My next thought was how to come up with so much material. With an average of 1,500ish words required per creature, I was going to run out of ideas pretty quickly and the text would indeed descend into bland psuedo-scientific categorisations. I flipped back through some of the early RQ2 publications and decided what was needed was a on-running narrative, in the style of Biturain Varosh. Not only would this ease the creative workload, but it would allow the bestiary to become more akin to a compiled travelogue.

Thus, with those two concepts in mind I began to sketch out the epic explorations ofDanakil Thesager, early God Learner naturalist, explorer and exile of Jrustela. I decided his records would present creatures in the order he encountered them, which would preserve the timeline of the anecdotes. I then looked at Gloranthan history to search out the most famous events which occurred during the early empire, so that the narrative could provide brief eye witness accounts.

This took several more weeks of planning, but I finally decided on beginning in 823 with the expedition against the Umaliath fireberg and ending in 843. During that time Danakil would unwittingly embark on several Heroquests, participate in the Too Tall Battle and even witness the destruction of Duke Dorvis at Ezel – and these would not even be the most spectacular events he would have a hand in. At the conclusion of his journey he would have circumvented the world, visiting most of the major land masses and written about an awful lot of creatures.

Thus it began. I re-read all my books written by famous 19th and early 20th century British explorers. Watched lots of Ray Harryhausen movies. Delved deep into certain forbidden tomes of the Stafford Library.

Now nearly 100,000 words later, we have the epic and sadly fragmentary accounts of a God Learner explorer whose light hearted, almost comedic experiences, slowly change from wonder, to astonishment, incomprehension and finally growing horror.
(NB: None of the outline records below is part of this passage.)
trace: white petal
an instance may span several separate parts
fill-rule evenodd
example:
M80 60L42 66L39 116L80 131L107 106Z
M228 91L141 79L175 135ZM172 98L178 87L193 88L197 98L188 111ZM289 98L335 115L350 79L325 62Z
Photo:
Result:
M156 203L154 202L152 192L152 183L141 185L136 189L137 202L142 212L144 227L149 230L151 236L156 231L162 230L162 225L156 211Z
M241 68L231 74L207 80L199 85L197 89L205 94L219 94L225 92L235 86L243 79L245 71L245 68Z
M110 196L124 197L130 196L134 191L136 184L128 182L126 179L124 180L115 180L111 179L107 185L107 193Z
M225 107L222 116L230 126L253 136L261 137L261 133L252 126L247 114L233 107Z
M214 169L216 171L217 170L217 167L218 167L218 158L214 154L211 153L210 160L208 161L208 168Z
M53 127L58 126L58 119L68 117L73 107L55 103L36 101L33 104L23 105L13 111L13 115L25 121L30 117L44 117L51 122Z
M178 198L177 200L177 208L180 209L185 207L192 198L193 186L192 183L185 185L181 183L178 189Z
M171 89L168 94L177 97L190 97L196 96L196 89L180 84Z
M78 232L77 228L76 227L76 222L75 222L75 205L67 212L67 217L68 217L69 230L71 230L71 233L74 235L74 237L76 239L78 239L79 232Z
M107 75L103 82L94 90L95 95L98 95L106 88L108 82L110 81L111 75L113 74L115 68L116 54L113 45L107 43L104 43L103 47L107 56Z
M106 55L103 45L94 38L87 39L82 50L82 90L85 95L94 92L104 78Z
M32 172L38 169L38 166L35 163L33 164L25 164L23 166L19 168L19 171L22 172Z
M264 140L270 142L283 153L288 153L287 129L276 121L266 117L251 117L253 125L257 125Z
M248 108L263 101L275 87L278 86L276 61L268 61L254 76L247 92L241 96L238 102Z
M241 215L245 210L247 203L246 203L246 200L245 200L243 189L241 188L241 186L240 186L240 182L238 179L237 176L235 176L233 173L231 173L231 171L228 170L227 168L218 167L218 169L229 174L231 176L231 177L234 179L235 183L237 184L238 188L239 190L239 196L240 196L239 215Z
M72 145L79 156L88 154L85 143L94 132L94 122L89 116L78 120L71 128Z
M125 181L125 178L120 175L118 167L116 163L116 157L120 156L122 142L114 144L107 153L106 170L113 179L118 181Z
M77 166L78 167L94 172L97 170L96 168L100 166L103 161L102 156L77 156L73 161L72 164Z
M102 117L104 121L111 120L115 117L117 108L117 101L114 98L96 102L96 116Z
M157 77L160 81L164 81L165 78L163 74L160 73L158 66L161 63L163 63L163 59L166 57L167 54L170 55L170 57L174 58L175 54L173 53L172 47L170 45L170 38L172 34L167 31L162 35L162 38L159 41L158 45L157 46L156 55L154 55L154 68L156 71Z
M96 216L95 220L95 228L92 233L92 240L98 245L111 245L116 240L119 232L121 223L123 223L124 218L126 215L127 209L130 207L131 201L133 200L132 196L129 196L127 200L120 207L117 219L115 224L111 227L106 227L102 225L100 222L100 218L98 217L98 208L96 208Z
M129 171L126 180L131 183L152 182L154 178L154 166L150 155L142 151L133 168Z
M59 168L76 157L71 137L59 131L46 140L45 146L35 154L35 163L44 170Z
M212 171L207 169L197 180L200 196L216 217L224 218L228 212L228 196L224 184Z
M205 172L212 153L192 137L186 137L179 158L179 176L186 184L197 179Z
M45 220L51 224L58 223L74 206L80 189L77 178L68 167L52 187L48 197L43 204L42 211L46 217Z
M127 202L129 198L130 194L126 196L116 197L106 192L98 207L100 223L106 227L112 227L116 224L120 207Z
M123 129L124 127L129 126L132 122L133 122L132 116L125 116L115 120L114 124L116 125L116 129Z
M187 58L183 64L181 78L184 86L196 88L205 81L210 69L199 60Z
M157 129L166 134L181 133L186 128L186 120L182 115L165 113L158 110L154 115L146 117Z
We see his thoughts and attitudes evolve as his grasp of myth grows and we see how his Runic Sight colours his opinions. There’s also a lot of fun stuff about all the creatures he meets too – and yes, he does come up with an explanation of Jack-o-bear ecology.

Are his wild tales true? Did he accidentally awaken the Faceless Statue, sail the Worm Sea on a mile wide raft of living timinits and witness the greatest monster of Loral Island? Are aldryami really carnivorous, do mostali actually exist? Was there a fundamental objective truth to his reports which has been revised out of existence with the re-weaving of Arachne Solara’s web? That is for the reader to decide and for me to shut up about…

Comments

Submitted by Pete on Tue, 18/09/2012 – 04:29.

It sounds terrific. Any word on availability yet?

None yet I’m afraid. If I recall correctly, the last I heard from Jeff was that the Guide to Glorantha needed to go out the door first, then it was toss up between Monster Island and another book to see which was next in the production queue.  So not this year, but hopefully not too long afterwards, as I’m just as eager to get a printed, illustrated copy myself!


Submitted by GianniVacca on Tue, 18/09/2012 – 03:34.

I am awe-struck. This is going to be the ultimate Gloranthan book. Very, very eagerly waiting for this one!


Submitted by Herve on Mon, 17/09/2012 – 07:14.

Want. Read. Fast. ASAP!


Submitted by davecake on Mon, 17/09/2012 – 04:41.

It sounds terrific. Any word on availability yet?


Submitted by Invain63 on Mon, 02/04/2012 – 11:46.

Must. Have. This. Book!


Submitted by Pryderi on Mon, 02/04/2012 – 10:30.

This sounds insanely good. Hope it includes the grotaron!